“If Beale Street Could Talk” stars KiKi Layne, Stephan James, Colman Domingo, Teyonah Parris, Brian Tyree Henry, and Regina King. Released on December 14, 2018, the film is about a woman who seeks to clear her husband’s name when he is charged for a crime he didn’t commit.
The film is written and directed by Barry Jenkins, who also wrote and directed “Medicine for Melancholy” and “Moonlight”. It is based on the 1974 novel of the same name by James Baldwin. Remember when I said that “Vice” will be my last award contender before the Golden Globes air? Well, it’s exactly what I figured until I found out that this film was playing at one of my closest cinemas. So, this will be the last award contender I’ll be talking about before the Golden Globes. I’m being honest right now. This is really it. After earning a Best Picture Oscar win for his last film, Jenkins returns to the director’s chair to make another piece of cinematic art. If you’re wondering why I didn’t get to this film sooner, let me remind you once again that I have my limits when it comes to going to a specific cinema to see a specific movie. Despite not knowing much about Baldwin’s novel, I was looking forward to seeing it because of Barry Jenkins’ involvement. His last film, “Moonlight”, made a really strong first impression for me in terms of his passionate storytelling and direction, so I was hoping that his latest drama will give me that same reaction. After finally watching it for myself, it’s safe for me to say that Jenkins may have a confident future on his hands both as a director and as a writer.
While the film is easily classified as a romance drama, it didn’t follow the classic formula that we’ve seen multiple times. It started off with a couple already in love with one another and the husband (James) already behind bars. One thing you should know about this film is that it’s not like the other Hollywood romance films that have happy endings. It’s a film about life and how its obstacles can bring people down, and fortunately, Jenkins understood this topic. From what I can gather from the film, the story is more than just a woman and her family trying to prove her husband’s innocence. It’s about love overpowering racial injustice. Even if things don’t go the way we wanted or if someone is being racist to others, love is strong enough to connect us all. If that’s the case, then this is a pretty bold way of expressing it. In this day and age, I can clearly tell that Barry Jenkins really wanted to tell this type of story to his audience in a visual and emotional way, and while it didn’t reach the same levels as “Moonlight”, it’s still a well-deserved passion project from the talented writer/director. Both Layne and James delivered some great performances together as Tish and Fonny, respectively. They’re basically the peanut butter and jelly that hold the two breads together, crafting a satisfying sandwich for their starving lovebirds. Even though they didn’t top Bradley Cooper and Lady Gaga from “A Star Is Born” for “Best Onscreen Couple of 2018”, Layne and James offered enough heart and chemistry in their roles to make me hope for a better future for them. Regina King also did a really good job in her role as Tish’s mother.

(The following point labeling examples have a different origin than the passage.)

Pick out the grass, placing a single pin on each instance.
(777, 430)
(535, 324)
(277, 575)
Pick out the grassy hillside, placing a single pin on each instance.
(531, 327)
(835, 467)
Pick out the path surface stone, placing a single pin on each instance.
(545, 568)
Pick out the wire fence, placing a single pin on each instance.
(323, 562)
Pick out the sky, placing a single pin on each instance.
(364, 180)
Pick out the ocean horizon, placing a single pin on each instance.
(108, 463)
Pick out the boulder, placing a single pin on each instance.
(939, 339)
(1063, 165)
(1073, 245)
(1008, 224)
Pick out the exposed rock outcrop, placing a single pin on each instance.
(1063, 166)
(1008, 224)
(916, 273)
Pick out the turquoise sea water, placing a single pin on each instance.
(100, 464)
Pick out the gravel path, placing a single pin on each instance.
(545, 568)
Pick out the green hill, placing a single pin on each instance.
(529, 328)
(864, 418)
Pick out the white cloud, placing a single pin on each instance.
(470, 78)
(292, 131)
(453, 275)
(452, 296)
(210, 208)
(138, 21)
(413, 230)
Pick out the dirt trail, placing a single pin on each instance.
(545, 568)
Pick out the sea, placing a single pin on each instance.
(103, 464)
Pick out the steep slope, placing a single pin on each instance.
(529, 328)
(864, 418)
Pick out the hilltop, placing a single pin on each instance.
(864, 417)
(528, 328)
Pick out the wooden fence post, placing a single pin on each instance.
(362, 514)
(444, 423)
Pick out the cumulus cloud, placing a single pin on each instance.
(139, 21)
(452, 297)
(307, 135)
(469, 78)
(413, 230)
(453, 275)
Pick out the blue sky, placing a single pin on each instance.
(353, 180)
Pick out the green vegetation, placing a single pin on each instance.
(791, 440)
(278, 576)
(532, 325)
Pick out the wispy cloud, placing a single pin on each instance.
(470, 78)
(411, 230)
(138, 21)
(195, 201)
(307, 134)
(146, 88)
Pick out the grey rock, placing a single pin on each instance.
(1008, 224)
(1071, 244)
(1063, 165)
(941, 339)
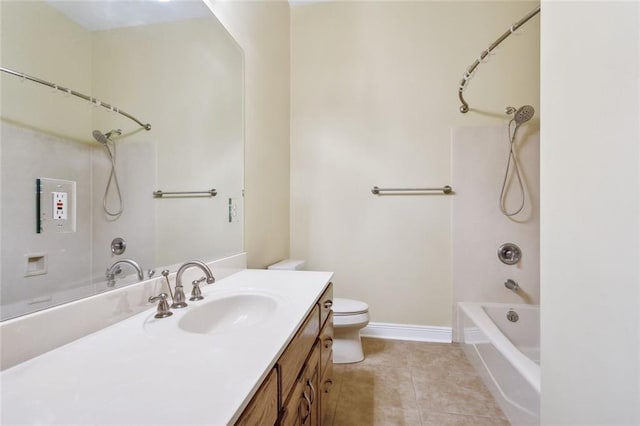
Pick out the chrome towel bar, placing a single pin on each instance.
(209, 193)
(398, 191)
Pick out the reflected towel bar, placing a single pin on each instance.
(380, 191)
(209, 193)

I won’t be surprised if she wins some major awards for her performance. The cinematography was also quite impressive in emphasizing the emotion and style, and the musical score by Nicholas Britell was nothing but relaxing and graceful. As for its flaws, the film did suffer a little bit from a couple of drawn-out sequences. I can understand that they’re necessary to emphasize the filmmaking style, but in terms of the pacing, they don’t need to be that long for the sake of the audience that may be on the verge of falling asleep or crying.

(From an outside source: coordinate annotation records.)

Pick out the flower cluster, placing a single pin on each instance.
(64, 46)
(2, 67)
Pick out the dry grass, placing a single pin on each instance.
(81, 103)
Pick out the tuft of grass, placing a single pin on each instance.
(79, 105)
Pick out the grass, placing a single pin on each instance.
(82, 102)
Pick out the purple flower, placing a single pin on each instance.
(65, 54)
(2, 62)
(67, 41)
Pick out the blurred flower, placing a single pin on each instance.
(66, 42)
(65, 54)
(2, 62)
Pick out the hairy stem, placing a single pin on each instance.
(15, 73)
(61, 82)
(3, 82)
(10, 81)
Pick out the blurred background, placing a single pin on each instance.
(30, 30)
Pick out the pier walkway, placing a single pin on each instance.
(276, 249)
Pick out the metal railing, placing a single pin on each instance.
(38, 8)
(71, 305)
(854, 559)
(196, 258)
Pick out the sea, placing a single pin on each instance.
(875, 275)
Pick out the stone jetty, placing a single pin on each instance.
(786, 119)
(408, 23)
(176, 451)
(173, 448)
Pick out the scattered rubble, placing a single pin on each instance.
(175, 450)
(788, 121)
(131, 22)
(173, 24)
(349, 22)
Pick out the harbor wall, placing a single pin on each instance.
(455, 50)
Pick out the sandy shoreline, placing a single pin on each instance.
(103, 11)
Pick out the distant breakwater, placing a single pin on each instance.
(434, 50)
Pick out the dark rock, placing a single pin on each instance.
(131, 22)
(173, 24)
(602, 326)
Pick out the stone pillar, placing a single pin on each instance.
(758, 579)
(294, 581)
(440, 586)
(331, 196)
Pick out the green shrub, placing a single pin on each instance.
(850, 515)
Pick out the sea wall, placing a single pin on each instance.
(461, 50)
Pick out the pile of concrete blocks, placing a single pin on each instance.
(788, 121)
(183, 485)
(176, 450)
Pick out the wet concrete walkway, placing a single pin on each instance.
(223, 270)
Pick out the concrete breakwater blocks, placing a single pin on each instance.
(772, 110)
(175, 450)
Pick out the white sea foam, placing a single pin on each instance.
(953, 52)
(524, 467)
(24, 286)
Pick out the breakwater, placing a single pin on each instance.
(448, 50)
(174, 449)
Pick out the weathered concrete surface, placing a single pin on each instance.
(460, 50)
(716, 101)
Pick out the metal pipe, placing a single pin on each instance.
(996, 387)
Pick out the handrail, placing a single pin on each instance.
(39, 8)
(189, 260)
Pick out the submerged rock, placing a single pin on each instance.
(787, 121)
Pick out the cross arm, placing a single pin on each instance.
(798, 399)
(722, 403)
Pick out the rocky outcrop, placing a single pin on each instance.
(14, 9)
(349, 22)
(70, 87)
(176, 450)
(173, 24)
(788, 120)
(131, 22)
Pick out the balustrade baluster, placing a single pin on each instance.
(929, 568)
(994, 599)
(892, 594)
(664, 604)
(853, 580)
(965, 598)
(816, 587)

Overall, “If Beale Street Could Talk” is a divine and inspiring love story that showcases Barry Jenkins’ splendid talent in filmmaking. Despite a couple of scenes that overstayed their welcome, the film has enough passion and heart to express its fascinating cast and well-written story. This is another film that people should know about, especially during a time when we are still dealing with racism. If it’s playing at a theater near you, it’s worth checking out.